Nos últimos anos, os partidos políticos que governam o país têm denunciado a institucionalização de uma esquadrilha de milícias que tem raptado e violentado cidadãos indefesos, sem que o executivo movesse uma palha. Hoje é incompreensível ver essa mesma gente fugir das suas responsabilidades constitucionais de garantir a segurança a todos os cidadãos e em particular, às instituições da República, perante a militarização das suas instituições.
As forças de segurança e defesa que impediram o juiz conselheiro José Pedro Sambú de sair da sua casa, desde sexta-feira, 3 de novembro de 2023, teve beneplácito do governo, que as ajudou a consumar o golpe institucional no Supremo Tribunal de Justiça. Se não fosse, ter-se-ia pronunciado há muito tempo. Conheço o histórico dos partidos que governaram com o então Presidente da Comissão Nacional das Eleições e posteriormente Presidente do STJ, mas isso não deveria ser motivo para não defender a legalidade e o império da lei que tanto têm defendido, quando estavam na oposição. Não se esqueçam que o Presidente do STJ era titular de um órgão de soberania. Por isso, devia-se cortar o mal pela raiz, dando ordens àquela força alheia para se retirar, caso contrário assumiria as responsabilidades. Não estou a incentivar a violência, mas acho anormal um governo que carrega a legitimidade popular omitir-se da sua função principal, admitindo que forças estranhas atuem em nome do estado.

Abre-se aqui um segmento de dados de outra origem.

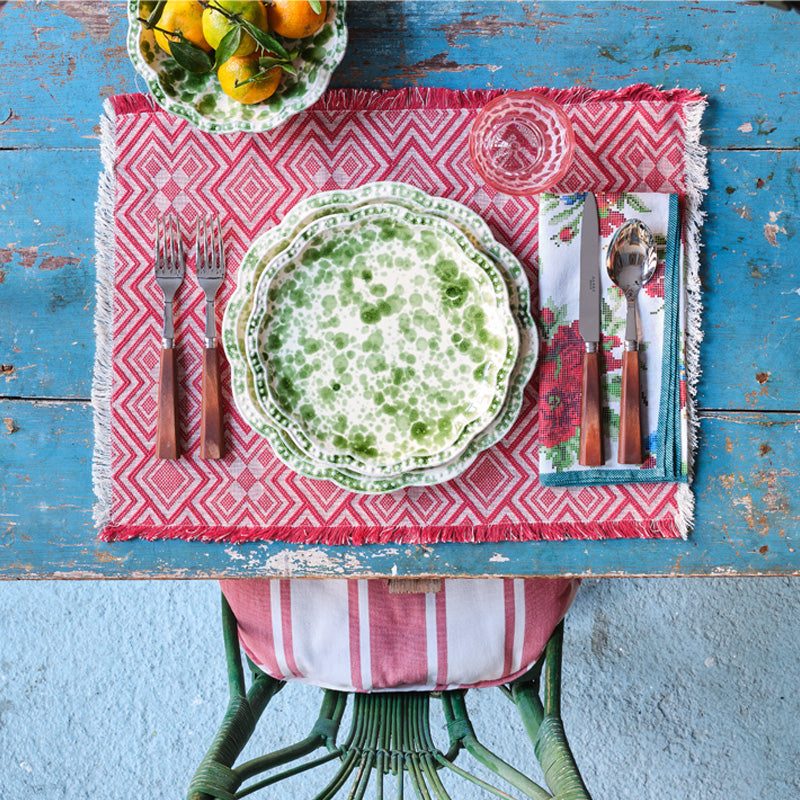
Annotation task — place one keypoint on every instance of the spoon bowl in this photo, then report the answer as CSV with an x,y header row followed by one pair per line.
x,y
631,260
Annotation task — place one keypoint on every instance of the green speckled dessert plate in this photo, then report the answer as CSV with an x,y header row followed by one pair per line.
x,y
382,340
199,98
276,239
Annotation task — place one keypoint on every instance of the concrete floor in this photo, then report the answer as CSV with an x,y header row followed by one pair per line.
x,y
673,689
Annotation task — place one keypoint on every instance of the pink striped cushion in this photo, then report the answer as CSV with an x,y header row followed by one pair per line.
x,y
354,635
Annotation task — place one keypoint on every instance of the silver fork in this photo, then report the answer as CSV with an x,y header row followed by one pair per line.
x,y
210,267
169,267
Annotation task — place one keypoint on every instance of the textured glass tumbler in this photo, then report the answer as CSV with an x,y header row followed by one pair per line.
x,y
521,143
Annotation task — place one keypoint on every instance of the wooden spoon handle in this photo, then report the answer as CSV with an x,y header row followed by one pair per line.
x,y
630,430
590,453
211,436
167,426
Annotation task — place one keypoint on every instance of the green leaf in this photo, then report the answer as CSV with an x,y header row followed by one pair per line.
x,y
267,42
155,15
228,46
191,57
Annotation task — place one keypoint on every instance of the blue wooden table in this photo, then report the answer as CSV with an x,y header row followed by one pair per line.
x,y
60,60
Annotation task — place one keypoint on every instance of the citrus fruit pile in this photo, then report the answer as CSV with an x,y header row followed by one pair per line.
x,y
243,41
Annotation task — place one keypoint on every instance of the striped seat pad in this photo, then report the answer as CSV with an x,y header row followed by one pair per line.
x,y
355,635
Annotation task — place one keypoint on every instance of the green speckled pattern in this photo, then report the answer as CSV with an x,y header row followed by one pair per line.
x,y
273,241
384,338
199,98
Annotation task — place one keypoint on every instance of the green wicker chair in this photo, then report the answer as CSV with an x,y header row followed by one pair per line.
x,y
389,739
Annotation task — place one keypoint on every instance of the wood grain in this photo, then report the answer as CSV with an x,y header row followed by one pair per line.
x,y
748,511
590,452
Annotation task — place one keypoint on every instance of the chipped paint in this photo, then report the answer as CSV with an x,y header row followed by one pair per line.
x,y
771,232
93,17
30,257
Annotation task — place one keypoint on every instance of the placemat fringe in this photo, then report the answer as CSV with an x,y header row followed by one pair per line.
x,y
407,534
696,171
104,317
409,98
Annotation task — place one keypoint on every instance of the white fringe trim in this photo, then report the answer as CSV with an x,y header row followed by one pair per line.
x,y
104,318
696,185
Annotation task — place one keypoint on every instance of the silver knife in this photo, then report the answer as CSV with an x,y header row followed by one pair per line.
x,y
590,453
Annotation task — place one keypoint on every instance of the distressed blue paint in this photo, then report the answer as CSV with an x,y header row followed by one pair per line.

É uma omissão imperdoável. Hoje o Presidente do STJ foi forçado, por esta suposta força, a renunciar. Prepararem-se que depois de consolidadas as razões deste golpe baixo, talvez amanhã outro responsável de um órgão de soberania seja impedido de rir ou chorar na sua própria casa, tal como aconteceu com Sambú. No país, repetem-se histórias. Há dois anos uma encenação política fez o então Presidente da ANP, Cipriano Cassamá, chegar simbolicamente a Presidente da República, cargo que renunciaria dias depois.
Este STJ envergonha-nos a todos e descredibilizou a classe jurídica, tal como aconteceu com outras classes, incluindo a classe a que faço parte. Os dados estão aí: foi este STJ que legitimou o governo de Baciro Dja, foi este STJ que ficou com um processo eleitoral quase um ano, por pouco ia meter o país em guerra, foi esse STJ que depois do falecimento do juiz conselheiro Saído Balde forçou a eleição de José Pedro Sambú, mesmo sabendo que este não chegou a tomar posse como juiz conselheiro, etc, etc.
A justiça é o âmago da democracia e do Estado de Direito Democrático, e se ela for transformada num terreno fértil de disputas políticas para atingir fins inconfessos, afunda-se, perde a credibilidade social e abre o caminho para a implementação da lei da selva.
É preciso trabalharmos para credibilizar as instituições judiciais e fortificar as instituições da República na Guiné-Bissau, de modo a consolidar o Estado de Direito Democrático. Outrossim, é urgente uma mobilização popular para estancar esta hemorragia jurídica no Supremo Tribunal de Justiça, mas para que isso aconteça é necessário que os nossos governantes ponham em prática o juramento constitucional que fazem ao tomarem posse: Defender a Constituição e demais Leis da República.